On the magnetization of gamma-ray burst blast waves

TL;DR

This paper models the magnetic field decay in gamma-ray burst blast waves, explaining extended high-energy emission through synchrotron radiation with microturbulence decay, supported by multi-wavelength observations.

Contribution

It introduces a model of microturbulence decay in GRB shocks to explain extended emission, providing a quantitative decay exponent consistent across multiple GRBs.

Findings

Microturbulence decays as t^{-0.4} to t^{-0.5} in GRB shocks.

Synchrotron emission from shock-accelerated electrons explains extended >100 MeV emission.
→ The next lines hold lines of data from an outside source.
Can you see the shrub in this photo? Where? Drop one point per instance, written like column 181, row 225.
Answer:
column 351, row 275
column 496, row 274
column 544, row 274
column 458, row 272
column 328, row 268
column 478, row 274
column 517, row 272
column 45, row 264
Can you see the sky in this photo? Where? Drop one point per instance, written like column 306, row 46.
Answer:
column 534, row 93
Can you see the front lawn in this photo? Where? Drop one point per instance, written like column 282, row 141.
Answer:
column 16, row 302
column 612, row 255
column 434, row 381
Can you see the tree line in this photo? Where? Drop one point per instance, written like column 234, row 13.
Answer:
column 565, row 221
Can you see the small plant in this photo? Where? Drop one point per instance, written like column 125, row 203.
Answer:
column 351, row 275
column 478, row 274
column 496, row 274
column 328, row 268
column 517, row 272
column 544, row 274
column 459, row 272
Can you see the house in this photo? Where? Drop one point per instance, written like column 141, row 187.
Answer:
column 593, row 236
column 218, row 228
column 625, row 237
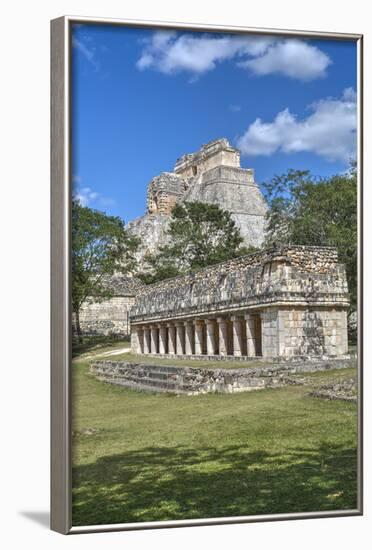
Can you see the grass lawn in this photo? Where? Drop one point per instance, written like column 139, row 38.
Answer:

Model fits multi-wavelength data for four GRBs.

Abstract

The origin of magnetic fields that permeate the blast waves of gamma-ray bursts (GRBs) is a long-standing problem. The present paper argues that in four GRBs revealing extended emission at >100 MeV, with follow-up in the radio, optical and X-ray domains at later times, this magnetization can be described as the partial decay of the micro-turbulence that is generated in the shock precursor. Assuming that the bulk of the extended emission >100 MeV can be interpreted as synchrotron emission of shock accelerated electrons, we model the multi-wavelength light curves of GRB 090902B, GRB 090323, GRB 090328 and GRB 110731A, using a simplified then a full synchrotron calculation with power-law-decaying microturbulence \epsilon_B \propto t^{\alpha_t} (t denotes the time since injection through the shock, in the comoving blast frame). We find that these models point to a consistent value of the decay exponent -0.5 < \alpha_t < -0.4.